Writing became a private space where I could simultaneously lose and find myself as I probed, prodded, and peeled back the layers of my experience. This meant rejecting the linear self-loathing to self-love trajectory and drawing on the parallels between the therapeutic and writing processes: the catharsis of releasing my stream of consciousness; the attempt to untangle thoughts, emotions, and memories and structure them into a sense of identity; the relentless pursuit of insight, each epiphany a small victory lap around my pain.

Writing also became a public forum for inciting dialogue and fostering personal connections through articles I published online. Because eating disorders thrive on shame and shame thrives on secrecy, sharing my recovery story was a necessary step in my healing process. It was a step that left me completely vulnerable.
In therapy, vulnerability was encouraged and failure was not only an option, but often the best one. And in failing outside of my comfort zone again and again, I cultivated resilience and resourcefulness that have motivated me to meet challenges with renewed effort, both in recovery and in the wordsmith's forge.

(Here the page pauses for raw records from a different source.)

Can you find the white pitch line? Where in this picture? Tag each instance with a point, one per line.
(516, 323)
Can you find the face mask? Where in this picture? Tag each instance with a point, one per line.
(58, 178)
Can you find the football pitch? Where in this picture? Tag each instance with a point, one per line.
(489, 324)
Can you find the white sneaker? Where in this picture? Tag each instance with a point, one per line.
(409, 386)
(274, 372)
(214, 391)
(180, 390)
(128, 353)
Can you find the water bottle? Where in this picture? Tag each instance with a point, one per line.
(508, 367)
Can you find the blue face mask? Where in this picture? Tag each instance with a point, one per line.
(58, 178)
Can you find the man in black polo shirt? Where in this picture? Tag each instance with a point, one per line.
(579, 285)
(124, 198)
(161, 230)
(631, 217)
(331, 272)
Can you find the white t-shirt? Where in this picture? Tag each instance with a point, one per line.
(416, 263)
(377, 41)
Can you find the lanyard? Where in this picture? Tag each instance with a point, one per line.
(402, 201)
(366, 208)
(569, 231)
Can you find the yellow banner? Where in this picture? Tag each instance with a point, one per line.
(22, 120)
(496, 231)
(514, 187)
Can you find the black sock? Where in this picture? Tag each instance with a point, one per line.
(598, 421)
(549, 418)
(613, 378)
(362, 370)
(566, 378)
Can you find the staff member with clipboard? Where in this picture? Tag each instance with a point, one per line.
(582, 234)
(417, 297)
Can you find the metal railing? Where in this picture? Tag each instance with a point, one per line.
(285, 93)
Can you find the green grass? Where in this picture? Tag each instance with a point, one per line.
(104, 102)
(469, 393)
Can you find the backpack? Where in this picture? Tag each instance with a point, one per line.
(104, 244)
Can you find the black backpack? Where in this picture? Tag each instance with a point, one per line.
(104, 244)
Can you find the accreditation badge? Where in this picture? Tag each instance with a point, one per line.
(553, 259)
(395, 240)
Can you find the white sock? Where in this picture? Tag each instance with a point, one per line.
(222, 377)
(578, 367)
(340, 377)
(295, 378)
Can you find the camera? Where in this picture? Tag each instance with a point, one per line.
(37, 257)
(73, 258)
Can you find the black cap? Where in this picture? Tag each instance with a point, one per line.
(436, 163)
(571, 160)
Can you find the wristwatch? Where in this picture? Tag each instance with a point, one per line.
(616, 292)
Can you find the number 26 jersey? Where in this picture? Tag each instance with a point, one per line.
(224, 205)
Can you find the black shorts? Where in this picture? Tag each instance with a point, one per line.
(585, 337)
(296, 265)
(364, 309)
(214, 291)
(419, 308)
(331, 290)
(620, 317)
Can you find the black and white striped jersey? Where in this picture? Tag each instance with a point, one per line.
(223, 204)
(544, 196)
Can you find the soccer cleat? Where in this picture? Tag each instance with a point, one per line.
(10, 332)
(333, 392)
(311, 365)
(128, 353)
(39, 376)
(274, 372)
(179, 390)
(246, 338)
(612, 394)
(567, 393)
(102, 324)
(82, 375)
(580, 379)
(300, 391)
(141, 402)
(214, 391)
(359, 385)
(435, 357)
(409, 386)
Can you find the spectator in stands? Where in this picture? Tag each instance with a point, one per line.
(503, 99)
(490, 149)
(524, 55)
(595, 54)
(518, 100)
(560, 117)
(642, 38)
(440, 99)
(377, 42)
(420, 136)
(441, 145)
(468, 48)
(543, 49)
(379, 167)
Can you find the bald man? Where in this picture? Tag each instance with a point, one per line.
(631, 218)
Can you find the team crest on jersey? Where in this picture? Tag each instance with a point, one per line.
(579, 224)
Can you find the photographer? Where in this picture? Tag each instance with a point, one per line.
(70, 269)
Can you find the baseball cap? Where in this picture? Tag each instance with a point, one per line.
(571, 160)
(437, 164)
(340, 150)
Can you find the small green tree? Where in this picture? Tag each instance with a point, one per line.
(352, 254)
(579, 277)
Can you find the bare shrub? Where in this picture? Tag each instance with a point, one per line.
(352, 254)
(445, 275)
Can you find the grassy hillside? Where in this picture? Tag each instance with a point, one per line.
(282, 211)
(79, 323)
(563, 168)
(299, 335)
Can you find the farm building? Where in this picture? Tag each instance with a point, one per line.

After all, what better context for meaningful change is there than the uncertainty and potential that exist outside of your comfort zone? It’s here that I find the inspiration and urgency to write my own recovery story. And unlike the conclusive body image narrative, my story is still a work in progress.

Robyn Schindeldecker is a Minneapolis-based writer with a penchant for probing and prodding life’s absurdities, including those related to her recovery from an eating disorder. When she’s not making a mess in the wordsmith’s forge, she can be found making a mess eating sandwiches and trying to find a silver lining where none exists.